Null or empty input array
How to Handle:
Return an empty list or throw an IllegalArgumentException as appropriate based on problem requirements.
k is zero or negative
How to Handle:
Return an empty list or throw an IllegalArgumentException because a subarray size cannot be non-positive.
k is larger than the input array size
How to Handle:
Return an empty list because no subarray of size k can be formed.
Input array contains duplicate numbers.
How to Handle:
The sliding window and hash map approach accurately counts distinct elements regardless of duplicates.
Input array contains negative numbers, zeros, or a mix of both.
How to Handle:
Hash map handles any integer value without special treatment since keys can be any integer value.
Large input array size with a small k.
How to Handle:
The sliding window approach maintains O(k) space complexity, leading to reasonable efficiency even with a large input array.

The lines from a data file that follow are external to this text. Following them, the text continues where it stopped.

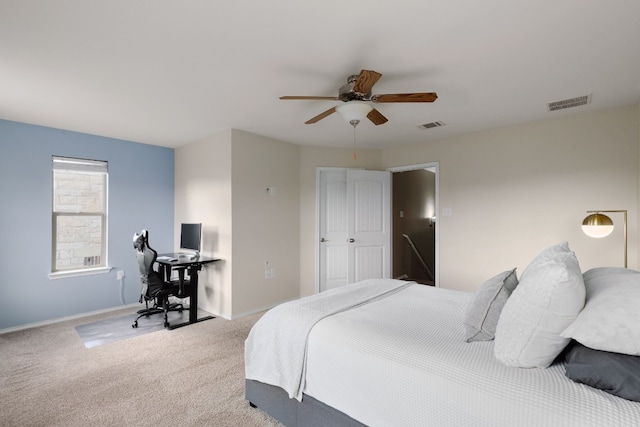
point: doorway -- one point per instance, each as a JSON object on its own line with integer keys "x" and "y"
{"x": 414, "y": 223}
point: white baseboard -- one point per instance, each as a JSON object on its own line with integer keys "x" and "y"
{"x": 63, "y": 319}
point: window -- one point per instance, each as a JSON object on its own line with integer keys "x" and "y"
{"x": 79, "y": 214}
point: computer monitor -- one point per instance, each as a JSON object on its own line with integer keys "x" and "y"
{"x": 190, "y": 237}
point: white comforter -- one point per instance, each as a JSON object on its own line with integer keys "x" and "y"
{"x": 275, "y": 350}
{"x": 403, "y": 361}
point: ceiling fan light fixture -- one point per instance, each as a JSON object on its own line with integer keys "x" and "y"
{"x": 354, "y": 110}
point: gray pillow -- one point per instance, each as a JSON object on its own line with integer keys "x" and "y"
{"x": 617, "y": 374}
{"x": 481, "y": 317}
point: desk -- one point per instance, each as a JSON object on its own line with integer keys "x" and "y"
{"x": 194, "y": 265}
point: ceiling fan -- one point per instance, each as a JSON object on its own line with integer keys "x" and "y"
{"x": 357, "y": 91}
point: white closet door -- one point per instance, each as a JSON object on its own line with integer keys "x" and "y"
{"x": 354, "y": 226}
{"x": 369, "y": 224}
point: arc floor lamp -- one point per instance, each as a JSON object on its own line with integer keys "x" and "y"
{"x": 599, "y": 225}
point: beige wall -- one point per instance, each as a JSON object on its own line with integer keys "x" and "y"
{"x": 512, "y": 192}
{"x": 221, "y": 181}
{"x": 203, "y": 194}
{"x": 265, "y": 227}
{"x": 517, "y": 190}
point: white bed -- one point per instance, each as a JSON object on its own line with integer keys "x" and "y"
{"x": 402, "y": 360}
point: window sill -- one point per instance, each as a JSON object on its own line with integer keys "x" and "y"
{"x": 78, "y": 273}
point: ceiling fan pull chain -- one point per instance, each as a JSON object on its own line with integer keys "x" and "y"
{"x": 354, "y": 123}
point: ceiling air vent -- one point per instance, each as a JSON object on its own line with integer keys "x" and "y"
{"x": 431, "y": 125}
{"x": 569, "y": 103}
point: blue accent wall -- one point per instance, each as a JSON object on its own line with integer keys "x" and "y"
{"x": 140, "y": 197}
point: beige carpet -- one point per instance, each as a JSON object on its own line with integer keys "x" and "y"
{"x": 191, "y": 376}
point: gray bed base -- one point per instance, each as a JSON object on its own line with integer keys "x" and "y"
{"x": 308, "y": 413}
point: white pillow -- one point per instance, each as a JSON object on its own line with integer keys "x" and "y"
{"x": 610, "y": 320}
{"x": 482, "y": 314}
{"x": 548, "y": 298}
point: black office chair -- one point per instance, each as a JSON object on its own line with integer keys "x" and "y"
{"x": 155, "y": 291}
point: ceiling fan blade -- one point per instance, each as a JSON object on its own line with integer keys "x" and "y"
{"x": 405, "y": 97}
{"x": 376, "y": 117}
{"x": 321, "y": 116}
{"x": 365, "y": 81}
{"x": 312, "y": 98}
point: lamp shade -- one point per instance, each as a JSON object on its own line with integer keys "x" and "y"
{"x": 354, "y": 110}
{"x": 597, "y": 225}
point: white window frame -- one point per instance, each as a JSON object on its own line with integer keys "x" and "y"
{"x": 70, "y": 164}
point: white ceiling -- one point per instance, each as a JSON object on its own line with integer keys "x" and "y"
{"x": 169, "y": 72}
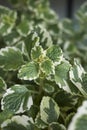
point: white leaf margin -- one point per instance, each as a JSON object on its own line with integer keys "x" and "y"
{"x": 20, "y": 120}
{"x": 80, "y": 112}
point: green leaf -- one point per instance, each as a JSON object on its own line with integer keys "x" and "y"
{"x": 62, "y": 75}
{"x": 49, "y": 110}
{"x": 76, "y": 76}
{"x": 36, "y": 52}
{"x": 55, "y": 54}
{"x": 56, "y": 126}
{"x": 17, "y": 99}
{"x": 48, "y": 88}
{"x": 79, "y": 121}
{"x": 3, "y": 86}
{"x": 44, "y": 36}
{"x": 65, "y": 100}
{"x": 10, "y": 58}
{"x": 29, "y": 71}
{"x": 31, "y": 41}
{"x": 7, "y": 20}
{"x": 39, "y": 123}
{"x": 18, "y": 122}
{"x": 23, "y": 28}
{"x": 47, "y": 67}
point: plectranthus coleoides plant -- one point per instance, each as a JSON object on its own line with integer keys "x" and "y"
{"x": 41, "y": 87}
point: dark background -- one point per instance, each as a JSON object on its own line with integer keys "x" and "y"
{"x": 64, "y": 8}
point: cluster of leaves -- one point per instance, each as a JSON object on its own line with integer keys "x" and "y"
{"x": 40, "y": 87}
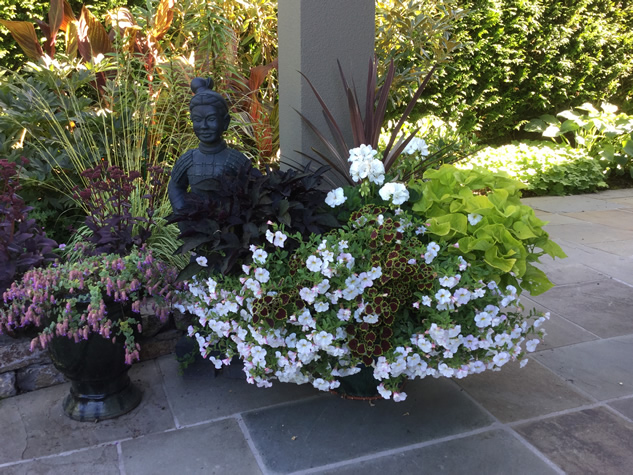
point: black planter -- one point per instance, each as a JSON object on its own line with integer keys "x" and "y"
{"x": 100, "y": 386}
{"x": 361, "y": 385}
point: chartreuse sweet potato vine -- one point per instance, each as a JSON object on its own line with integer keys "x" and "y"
{"x": 481, "y": 211}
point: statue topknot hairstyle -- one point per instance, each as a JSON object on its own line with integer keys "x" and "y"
{"x": 203, "y": 94}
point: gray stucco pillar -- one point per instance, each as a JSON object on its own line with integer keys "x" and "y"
{"x": 313, "y": 34}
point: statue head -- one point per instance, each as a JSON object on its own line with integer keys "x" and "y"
{"x": 209, "y": 112}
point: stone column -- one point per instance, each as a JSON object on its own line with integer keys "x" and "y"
{"x": 313, "y": 34}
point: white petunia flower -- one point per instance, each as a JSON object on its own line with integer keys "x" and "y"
{"x": 531, "y": 345}
{"x": 443, "y": 296}
{"x": 371, "y": 318}
{"x": 279, "y": 239}
{"x": 314, "y": 264}
{"x": 501, "y": 358}
{"x": 321, "y": 306}
{"x": 417, "y": 145}
{"x": 262, "y": 275}
{"x": 396, "y": 192}
{"x": 259, "y": 256}
{"x": 399, "y": 396}
{"x": 473, "y": 219}
{"x": 483, "y": 319}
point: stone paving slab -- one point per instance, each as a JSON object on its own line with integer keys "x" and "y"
{"x": 198, "y": 396}
{"x": 218, "y": 448}
{"x": 328, "y": 430}
{"x": 616, "y": 267}
{"x": 40, "y": 428}
{"x": 618, "y": 248}
{"x": 97, "y": 461}
{"x": 624, "y": 407}
{"x": 563, "y": 272}
{"x": 558, "y": 330}
{"x": 587, "y": 233}
{"x": 582, "y": 304}
{"x": 601, "y": 368}
{"x": 616, "y": 219}
{"x": 590, "y": 441}
{"x": 515, "y": 393}
{"x": 554, "y": 219}
{"x": 477, "y": 454}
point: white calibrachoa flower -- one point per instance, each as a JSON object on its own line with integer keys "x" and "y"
{"x": 396, "y": 192}
{"x": 364, "y": 165}
{"x": 262, "y": 275}
{"x": 259, "y": 256}
{"x": 335, "y": 198}
{"x": 473, "y": 219}
{"x": 314, "y": 264}
{"x": 417, "y": 145}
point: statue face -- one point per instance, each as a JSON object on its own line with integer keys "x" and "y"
{"x": 209, "y": 123}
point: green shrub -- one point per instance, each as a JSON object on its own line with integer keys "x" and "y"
{"x": 546, "y": 168}
{"x": 522, "y": 59}
{"x": 603, "y": 134}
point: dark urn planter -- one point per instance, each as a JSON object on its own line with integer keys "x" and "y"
{"x": 100, "y": 386}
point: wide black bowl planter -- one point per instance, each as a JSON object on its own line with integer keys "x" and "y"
{"x": 361, "y": 385}
{"x": 100, "y": 386}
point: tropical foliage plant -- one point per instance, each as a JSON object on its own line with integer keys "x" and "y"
{"x": 367, "y": 126}
{"x": 23, "y": 242}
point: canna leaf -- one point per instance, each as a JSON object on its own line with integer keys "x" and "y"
{"x": 23, "y": 33}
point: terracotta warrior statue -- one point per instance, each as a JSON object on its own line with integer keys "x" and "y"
{"x": 212, "y": 159}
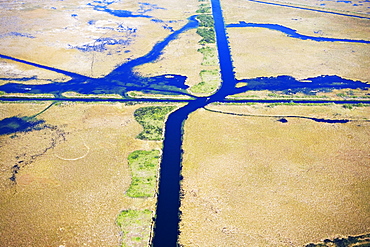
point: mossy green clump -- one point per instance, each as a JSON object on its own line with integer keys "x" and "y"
{"x": 207, "y": 34}
{"x": 144, "y": 167}
{"x": 204, "y": 8}
{"x": 209, "y": 56}
{"x": 206, "y": 29}
{"x": 152, "y": 119}
{"x": 135, "y": 226}
{"x": 210, "y": 82}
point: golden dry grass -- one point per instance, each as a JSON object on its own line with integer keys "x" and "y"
{"x": 52, "y": 44}
{"x": 254, "y": 181}
{"x": 72, "y": 194}
{"x": 260, "y": 52}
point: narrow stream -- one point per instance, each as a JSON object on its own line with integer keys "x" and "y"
{"x": 166, "y": 228}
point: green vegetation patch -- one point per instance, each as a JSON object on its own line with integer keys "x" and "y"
{"x": 206, "y": 20}
{"x": 209, "y": 56}
{"x": 210, "y": 82}
{"x": 135, "y": 226}
{"x": 206, "y": 29}
{"x": 207, "y": 34}
{"x": 152, "y": 119}
{"x": 204, "y": 8}
{"x": 144, "y": 167}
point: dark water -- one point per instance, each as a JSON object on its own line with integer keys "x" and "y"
{"x": 119, "y": 81}
{"x": 166, "y": 229}
{"x": 293, "y": 33}
{"x": 122, "y": 79}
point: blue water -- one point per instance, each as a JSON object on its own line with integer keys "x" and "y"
{"x": 119, "y": 81}
{"x": 293, "y": 33}
{"x": 122, "y": 79}
{"x": 309, "y": 9}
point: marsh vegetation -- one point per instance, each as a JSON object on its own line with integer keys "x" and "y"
{"x": 152, "y": 119}
{"x": 135, "y": 226}
{"x": 144, "y": 168}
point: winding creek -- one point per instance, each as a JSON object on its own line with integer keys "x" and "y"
{"x": 166, "y": 229}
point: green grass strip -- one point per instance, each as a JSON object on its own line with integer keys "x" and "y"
{"x": 135, "y": 226}
{"x": 152, "y": 119}
{"x": 144, "y": 168}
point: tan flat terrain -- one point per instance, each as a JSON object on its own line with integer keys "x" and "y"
{"x": 255, "y": 181}
{"x": 258, "y": 52}
{"x": 71, "y": 194}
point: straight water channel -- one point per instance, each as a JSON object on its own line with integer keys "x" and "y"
{"x": 166, "y": 228}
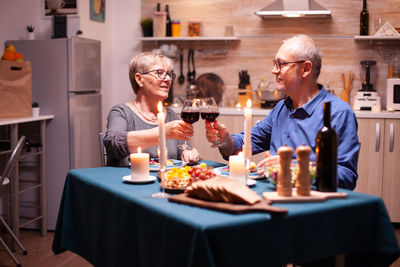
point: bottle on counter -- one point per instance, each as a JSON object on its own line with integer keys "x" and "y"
{"x": 257, "y": 94}
{"x": 159, "y": 22}
{"x": 326, "y": 154}
{"x": 168, "y": 22}
{"x": 364, "y": 18}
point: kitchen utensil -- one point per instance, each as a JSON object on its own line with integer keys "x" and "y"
{"x": 191, "y": 74}
{"x": 347, "y": 86}
{"x": 181, "y": 78}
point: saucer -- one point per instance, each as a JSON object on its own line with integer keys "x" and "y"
{"x": 149, "y": 179}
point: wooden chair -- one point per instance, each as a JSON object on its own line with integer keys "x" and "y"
{"x": 5, "y": 180}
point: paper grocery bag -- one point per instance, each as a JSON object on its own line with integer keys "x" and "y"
{"x": 15, "y": 89}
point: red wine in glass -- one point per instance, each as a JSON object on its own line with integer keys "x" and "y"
{"x": 190, "y": 116}
{"x": 209, "y": 116}
{"x": 209, "y": 112}
{"x": 190, "y": 113}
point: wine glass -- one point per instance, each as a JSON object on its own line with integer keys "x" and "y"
{"x": 209, "y": 112}
{"x": 190, "y": 113}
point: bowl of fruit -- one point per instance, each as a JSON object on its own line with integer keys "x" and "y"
{"x": 178, "y": 178}
{"x": 253, "y": 171}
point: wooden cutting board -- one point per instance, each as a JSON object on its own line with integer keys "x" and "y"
{"x": 262, "y": 206}
{"x": 315, "y": 196}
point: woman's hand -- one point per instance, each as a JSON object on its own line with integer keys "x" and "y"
{"x": 268, "y": 161}
{"x": 190, "y": 156}
{"x": 216, "y": 131}
{"x": 178, "y": 130}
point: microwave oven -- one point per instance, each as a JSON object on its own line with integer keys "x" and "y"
{"x": 393, "y": 94}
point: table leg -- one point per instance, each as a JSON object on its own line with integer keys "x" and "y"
{"x": 43, "y": 180}
{"x": 15, "y": 184}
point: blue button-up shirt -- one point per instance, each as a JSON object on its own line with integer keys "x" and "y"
{"x": 283, "y": 125}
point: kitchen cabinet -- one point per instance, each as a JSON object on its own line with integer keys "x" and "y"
{"x": 378, "y": 161}
{"x": 200, "y": 41}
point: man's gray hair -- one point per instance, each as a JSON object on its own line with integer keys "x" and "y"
{"x": 303, "y": 47}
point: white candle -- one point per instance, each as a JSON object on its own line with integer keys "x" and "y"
{"x": 140, "y": 165}
{"x": 237, "y": 169}
{"x": 162, "y": 138}
{"x": 247, "y": 131}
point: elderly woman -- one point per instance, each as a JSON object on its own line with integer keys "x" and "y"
{"x": 134, "y": 124}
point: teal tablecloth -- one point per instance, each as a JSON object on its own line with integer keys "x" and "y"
{"x": 111, "y": 223}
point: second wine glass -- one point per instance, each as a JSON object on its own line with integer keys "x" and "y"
{"x": 190, "y": 113}
{"x": 209, "y": 112}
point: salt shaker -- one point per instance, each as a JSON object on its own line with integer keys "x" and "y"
{"x": 303, "y": 180}
{"x": 284, "y": 187}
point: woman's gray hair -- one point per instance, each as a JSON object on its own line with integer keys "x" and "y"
{"x": 142, "y": 62}
{"x": 303, "y": 47}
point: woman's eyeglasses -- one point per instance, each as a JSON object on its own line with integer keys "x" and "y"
{"x": 162, "y": 74}
{"x": 279, "y": 64}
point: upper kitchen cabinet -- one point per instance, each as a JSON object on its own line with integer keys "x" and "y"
{"x": 199, "y": 41}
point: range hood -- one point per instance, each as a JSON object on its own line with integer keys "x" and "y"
{"x": 294, "y": 9}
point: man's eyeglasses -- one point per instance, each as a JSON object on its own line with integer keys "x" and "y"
{"x": 279, "y": 64}
{"x": 162, "y": 74}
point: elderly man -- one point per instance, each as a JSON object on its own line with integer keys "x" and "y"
{"x": 297, "y": 119}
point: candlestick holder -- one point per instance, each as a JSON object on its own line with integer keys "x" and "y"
{"x": 161, "y": 194}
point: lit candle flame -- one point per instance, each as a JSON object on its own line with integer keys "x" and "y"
{"x": 248, "y": 104}
{"x": 159, "y": 106}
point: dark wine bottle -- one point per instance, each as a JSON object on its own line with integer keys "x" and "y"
{"x": 364, "y": 18}
{"x": 168, "y": 22}
{"x": 326, "y": 154}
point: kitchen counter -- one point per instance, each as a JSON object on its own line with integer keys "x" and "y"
{"x": 264, "y": 112}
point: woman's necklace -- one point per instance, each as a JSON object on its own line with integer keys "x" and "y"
{"x": 140, "y": 112}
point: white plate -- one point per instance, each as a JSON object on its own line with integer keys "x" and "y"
{"x": 177, "y": 163}
{"x": 128, "y": 179}
{"x": 252, "y": 175}
{"x": 251, "y": 182}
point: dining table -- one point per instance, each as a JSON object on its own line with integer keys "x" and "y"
{"x": 110, "y": 222}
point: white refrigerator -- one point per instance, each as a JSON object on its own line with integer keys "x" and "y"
{"x": 66, "y": 82}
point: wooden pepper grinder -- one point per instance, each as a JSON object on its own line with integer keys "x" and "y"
{"x": 303, "y": 180}
{"x": 284, "y": 187}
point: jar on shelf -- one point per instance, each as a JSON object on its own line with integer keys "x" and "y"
{"x": 194, "y": 28}
{"x": 176, "y": 28}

Large input array size with a large k (k approaching the array size).
How to Handle:
The sliding window approach is still efficient as it iterates through the array once, with the hash map operations taking near constant time on average.
Integer overflow when calculating the count of distinct elements if using naive approach
How to Handle:
The hash map based solution avoids potential integer overflows as it stores frequency counts, which are unlikely to exceed the maximum integer value.